Avoiding Cache Stampede with XFetch

1. Introduction

Imagine we’re making requests to a 3rd party API. It’s very common for the providers to introduce rate limiting on the public API endpoints. Hence, if we’re building an application that is very popular but relies on the external API, then we must introduce cache in front of the external API.

When adding cache, the first question that usually comes to mind is the cache key validity period. However, what is usually not considered, is how the cache behaves if it’s accessed concurrently.
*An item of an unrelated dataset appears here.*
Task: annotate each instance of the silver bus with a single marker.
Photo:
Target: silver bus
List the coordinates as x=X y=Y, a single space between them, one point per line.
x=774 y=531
Not paying enough attention to this issue leads to cache stampede (aka dog-piling).

In this article, we’re going to look at what exactly cache stampede is and how to avoid it efficiently using XFetch.

2. What is Cache Stampede?

Imagine we have an endpoint that allows retrieving weather information of a specific city from weatherapi.com.
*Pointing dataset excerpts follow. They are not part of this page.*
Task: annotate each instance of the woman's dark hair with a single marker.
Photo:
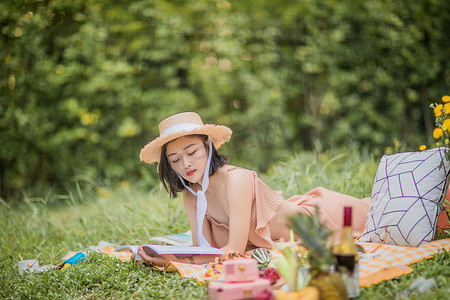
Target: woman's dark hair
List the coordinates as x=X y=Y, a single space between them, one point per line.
x=168 y=176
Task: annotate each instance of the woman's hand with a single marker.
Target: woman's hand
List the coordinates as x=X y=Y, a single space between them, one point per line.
x=153 y=261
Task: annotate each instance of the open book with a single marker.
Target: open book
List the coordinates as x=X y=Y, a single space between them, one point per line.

Here’s the REST API endpoint:

app.get('/weather', async (req, res) => {
  const city = req.query.city;
  const weather = await getCachedWeather(city);

  res.send({data: weather});
})

Here’s the getCachedWeather implementation:

const getWeather = async city => { 
  const response = await axios.get(
      `http://api.weatherapi.com/v1/current.json?key=${API_KEY}&q=${city}&aqi=no`
  );

  return response.data;
};

const getCachedWeather = async city => {
  const cacheKey = `weatherapi:${city}`;

  const cachedResult = await getFromCache(cacheKey);

  if (cachedResult) {
    return cachedResult
  }

  const weather = await getWeather(city);

  await setCacheValue({
    key: cacheKey,
    value: weather,
    expirationInSeconds: 20
  });

  return weather;
}

Function getCachedWeather uses Redis as a cache with the expire time argument. If the cache key expires in Redis, then it disappears and therefore cachedResult is null, triggering cache refresh.

Here are getFromCache and setCacheValue functions:

const getFromCache = async key => {
  const cacheResult = await redis.get(key);

  if (!cacheResult) {
    return null;
  }

  return JSON.parse(cacheResult);
}

const setCacheValue = ({key, value, expirationInSeconds}) => redis.set(
    key, JSON.stringify(value), 'ex', expirationInSeconds
);

What happens if 1,000 requests invoke getCachedWeather for the same city concurrently? When the cache is valid, then everything works perfectly.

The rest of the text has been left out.